Ok, G4 instances are great for inference, can I use them for training?Yes! g4dn.xlarge should be your go-to instance type for development, testing, prototyping and small model training. However, you should note that although the NVIDIA T4 GPU in G4 instances are based on the most recent Turning architecture, T4 is a lower powered GPU compared to P3’s V100. Run nvidia-smi on this instance and you can see that the g4dn.xlarge has a NVIDIA T4 GPU with 16 GB of GPU memory. You’ll also notice that the power cap is 70W. This tells you that this is a much lower powered GPU than the V100 GPU in P3 instances which has a power cap of 300W.
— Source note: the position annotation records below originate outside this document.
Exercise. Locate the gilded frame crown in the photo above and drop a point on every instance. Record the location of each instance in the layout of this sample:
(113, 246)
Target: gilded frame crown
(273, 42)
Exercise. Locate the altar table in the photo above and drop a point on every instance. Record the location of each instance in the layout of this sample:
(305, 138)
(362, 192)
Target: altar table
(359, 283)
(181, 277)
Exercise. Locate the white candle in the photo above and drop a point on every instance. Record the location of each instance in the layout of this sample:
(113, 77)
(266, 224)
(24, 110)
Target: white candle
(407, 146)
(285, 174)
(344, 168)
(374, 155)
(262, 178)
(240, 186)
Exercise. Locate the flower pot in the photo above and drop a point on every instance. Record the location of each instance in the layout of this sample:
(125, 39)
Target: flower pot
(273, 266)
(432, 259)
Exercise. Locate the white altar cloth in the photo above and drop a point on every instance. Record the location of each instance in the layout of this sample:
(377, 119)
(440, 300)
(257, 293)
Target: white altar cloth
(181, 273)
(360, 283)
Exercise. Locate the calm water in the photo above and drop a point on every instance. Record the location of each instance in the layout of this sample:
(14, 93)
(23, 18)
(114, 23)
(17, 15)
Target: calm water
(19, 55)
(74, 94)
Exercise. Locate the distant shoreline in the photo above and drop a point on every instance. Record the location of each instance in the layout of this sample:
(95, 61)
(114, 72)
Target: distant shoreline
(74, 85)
好的，G4实例非常适合推理，我可以使用它们进行训练吗？ 是! g4dn.xlarge应该是您进行开发，测试，原型设计和小模型培训的g4dn.xlarge实例类型。但是，您应该注意，尽管G4实例中的NVIDIA T4 GPU基于最新的Turning架构，但与P3的V100相比，T4是功耗更低的GPU。在此实例上运行nvidia-smi ，您会看到g4dn.xlarge具有NVIDIA T4 GPU和16 GB的GPU内存。您还会注意到，功率上限为70W。这告诉您，与功率限制为300W的P3实例中的V100 GPU相比，此GPU的功耗要低得多。

If you take a look at NVIDIA’s data sheet for NVIDIA T4 and NVIDIA V100, you can confirm that the T4 is rated at TDP 70 W, has 2560 NVIDIA CUDA Cores and 320 NVIDIA Turing Tensor Cores. NVIDIA V100 is rated at TDP 300 W, has 5120 NVIDIA CUDA Cores and 640 NVIDIA Volta Tensor Cores.

如果查看NVIDIA的NVIDIA T4和NVIDIA V100数据表，可以确认T4的额定功率为TDP 70 W，具有2560 NVIDIA CUDA内核和320 NVIDIA Turing Tensor内核。 NVIDIA V100的额定TDP为300 W，具有5120个NVIDIA CUDA内核和640个NVIDIA Volta Tensor内核。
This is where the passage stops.